A cool-weather crop, radicchio is easy to grow and one of the most radiant leafy vegetables you can bring to the garden. Plants mature in about 5–6 weeks, and you can choose between an early spring or late fall growing period.

If you want radicchio for harvesting in spring, you need to give them ample time to grow them inside. Start them about 10 weeks before the final spring frost, keeping the soil between 60–70°F for germination. Transplant them a few weeks ahead of the last frost, hardening them with reduced water and heat for 3–4 days beforehand.

16. Basil

Image Credit: Pixabay
Indoor Grow Time 4–6 weeks
Germination Time 7–10 days

Basil is an herb you always need on hand, and its flavor is much more satisfying when you can enjoy it fresh. Grow it indoors for its whole life or start it from seed indoors and transplant it. Because it enjoys warm weather, starting it indoors a month or so before it gets nice outside will give you a jump on the growing season.

Plant 2–3 basil seeds per pot and allow them to germinate in moist soil. When they start to sprout, keep them under lights for 14 hours daily to promote full growth. Once the basil has four or more leaves, you can start acclimating it to the outdoors before transplanting.

17. Rosemary

rosemary herbs in garden
Image Credit: pilialoha, Shutterstock
Indoor Grow Time 12–14 weeks
Germination Time 2–4 weeks

Rosemary is a uniquely flavorful herb that is well worth the effort to grow on your own. It takes a long time to grow, so if you live in cooler climates it’s one herb that makes sense to start growing indoors.
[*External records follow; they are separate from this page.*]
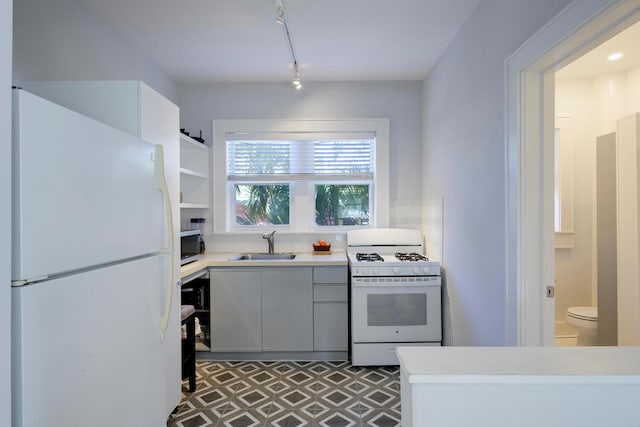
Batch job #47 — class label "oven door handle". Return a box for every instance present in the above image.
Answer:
[351,277,442,288]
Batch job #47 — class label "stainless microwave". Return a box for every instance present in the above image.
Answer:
[180,230,204,265]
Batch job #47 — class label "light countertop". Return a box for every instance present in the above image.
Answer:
[180,252,347,278]
[397,347,640,384]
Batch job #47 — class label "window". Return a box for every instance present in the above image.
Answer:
[213,120,388,231]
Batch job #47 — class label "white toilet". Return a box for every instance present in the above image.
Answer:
[567,307,598,345]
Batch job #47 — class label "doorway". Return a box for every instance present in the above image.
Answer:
[506,0,640,345]
[554,22,640,346]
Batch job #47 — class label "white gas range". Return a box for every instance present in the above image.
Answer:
[347,228,442,366]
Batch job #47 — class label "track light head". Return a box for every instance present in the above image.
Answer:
[276,0,285,25]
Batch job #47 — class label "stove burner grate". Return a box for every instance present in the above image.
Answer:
[396,252,429,261]
[356,252,384,262]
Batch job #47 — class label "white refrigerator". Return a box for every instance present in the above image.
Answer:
[11,89,180,427]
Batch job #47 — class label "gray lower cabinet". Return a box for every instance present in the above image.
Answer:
[262,267,313,351]
[313,266,349,351]
[210,269,262,352]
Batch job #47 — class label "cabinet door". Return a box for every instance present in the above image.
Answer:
[313,302,348,351]
[211,270,262,352]
[262,268,313,351]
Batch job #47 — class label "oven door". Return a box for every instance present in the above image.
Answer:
[351,277,442,343]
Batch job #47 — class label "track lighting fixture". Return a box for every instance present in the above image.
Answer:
[276,0,302,90]
[291,63,302,90]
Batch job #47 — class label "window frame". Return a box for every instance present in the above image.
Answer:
[211,118,389,233]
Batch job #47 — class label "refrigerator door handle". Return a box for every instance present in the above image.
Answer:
[155,145,175,341]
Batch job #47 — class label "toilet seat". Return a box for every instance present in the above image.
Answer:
[567,307,598,322]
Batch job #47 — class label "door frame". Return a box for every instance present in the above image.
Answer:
[505,0,640,346]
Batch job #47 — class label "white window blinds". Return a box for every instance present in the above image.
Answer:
[227,134,375,181]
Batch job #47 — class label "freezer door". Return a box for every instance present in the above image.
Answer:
[12,90,168,280]
[12,257,180,427]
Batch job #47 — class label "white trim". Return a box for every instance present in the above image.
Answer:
[0,0,11,426]
[211,118,389,233]
[505,0,640,345]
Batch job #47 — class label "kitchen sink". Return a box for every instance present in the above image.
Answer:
[229,253,296,261]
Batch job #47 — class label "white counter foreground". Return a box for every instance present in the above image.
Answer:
[398,347,640,427]
[180,251,347,278]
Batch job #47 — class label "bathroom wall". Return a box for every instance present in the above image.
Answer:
[555,67,640,321]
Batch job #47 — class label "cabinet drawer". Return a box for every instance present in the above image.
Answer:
[313,283,347,302]
[313,266,347,283]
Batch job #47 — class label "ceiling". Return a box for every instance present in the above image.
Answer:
[556,22,640,79]
[76,0,479,83]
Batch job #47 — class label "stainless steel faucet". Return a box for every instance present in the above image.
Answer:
[262,230,276,254]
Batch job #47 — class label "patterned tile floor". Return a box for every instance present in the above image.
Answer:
[168,361,400,427]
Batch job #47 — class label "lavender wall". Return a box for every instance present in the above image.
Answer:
[423,0,569,345]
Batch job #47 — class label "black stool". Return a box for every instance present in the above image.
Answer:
[180,305,196,393]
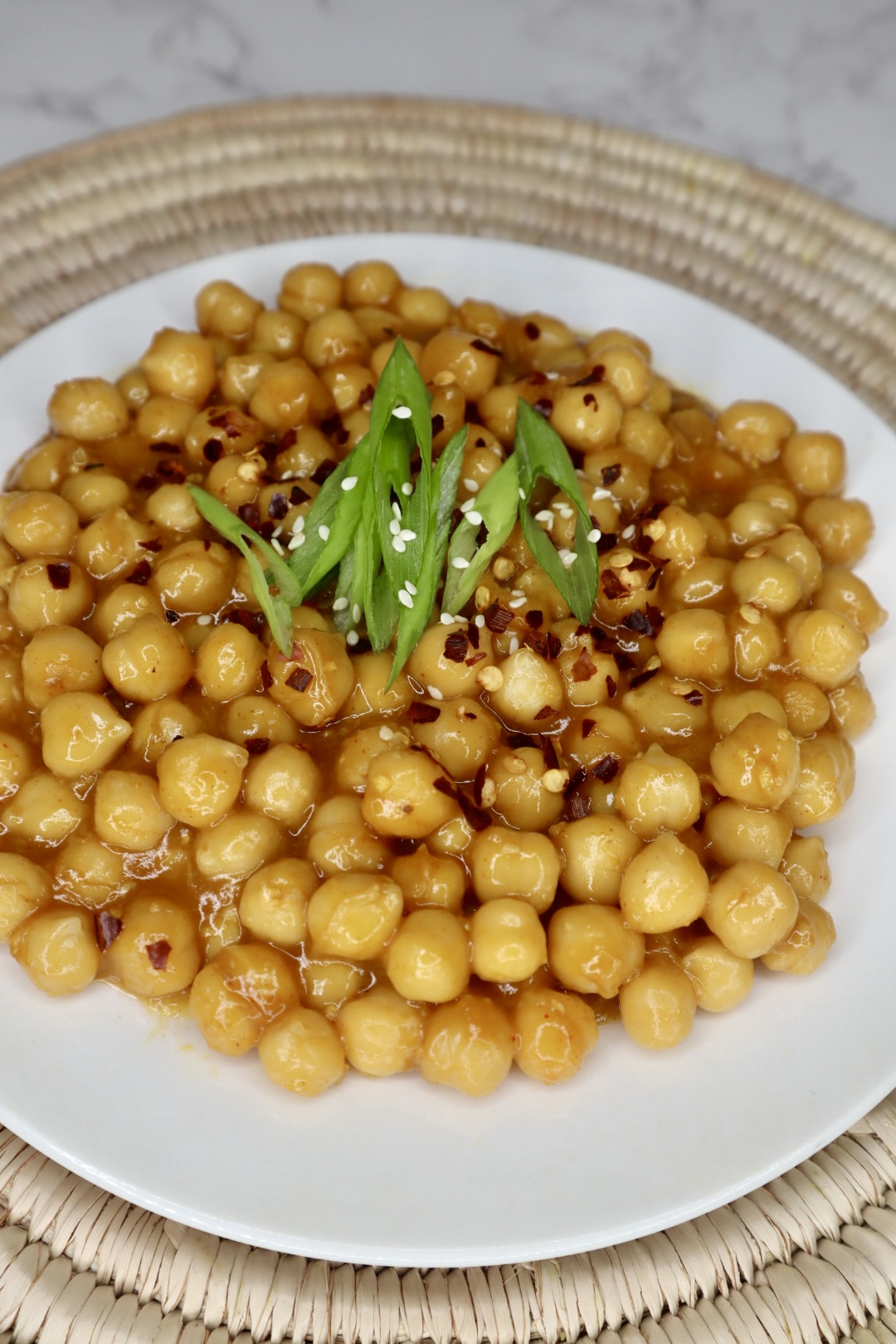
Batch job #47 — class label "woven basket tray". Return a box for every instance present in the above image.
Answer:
[0,98,896,1344]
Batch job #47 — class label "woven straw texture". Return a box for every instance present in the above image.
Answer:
[0,98,896,1344]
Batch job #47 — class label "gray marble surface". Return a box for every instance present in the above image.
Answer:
[0,0,896,226]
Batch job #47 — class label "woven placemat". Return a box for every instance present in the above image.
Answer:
[0,98,896,1344]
Rosemary likes warmer weather and healthy amounts of sunlight, so you may need to use grow lights during short winter days. It can take a long time for them to germinate, so don’t be discouraged if you don’t see any sprouts for a few weeks. Keep them in well-draining soil, making sure they aren’t overwatered.


Final Thoughts

Starting plants from seed indoors can make gardening much easier and provide you with richer specimens. Depending on where you live, it can allow you to grow an assortment of fruit, vegetables, and herbs that would otherwise be impossible to pull off. Get started on your garden early with this list of the easiest plants to grow from seed indoors, and enjoy the fruits (or vegetables) of your labor sooner rather than later!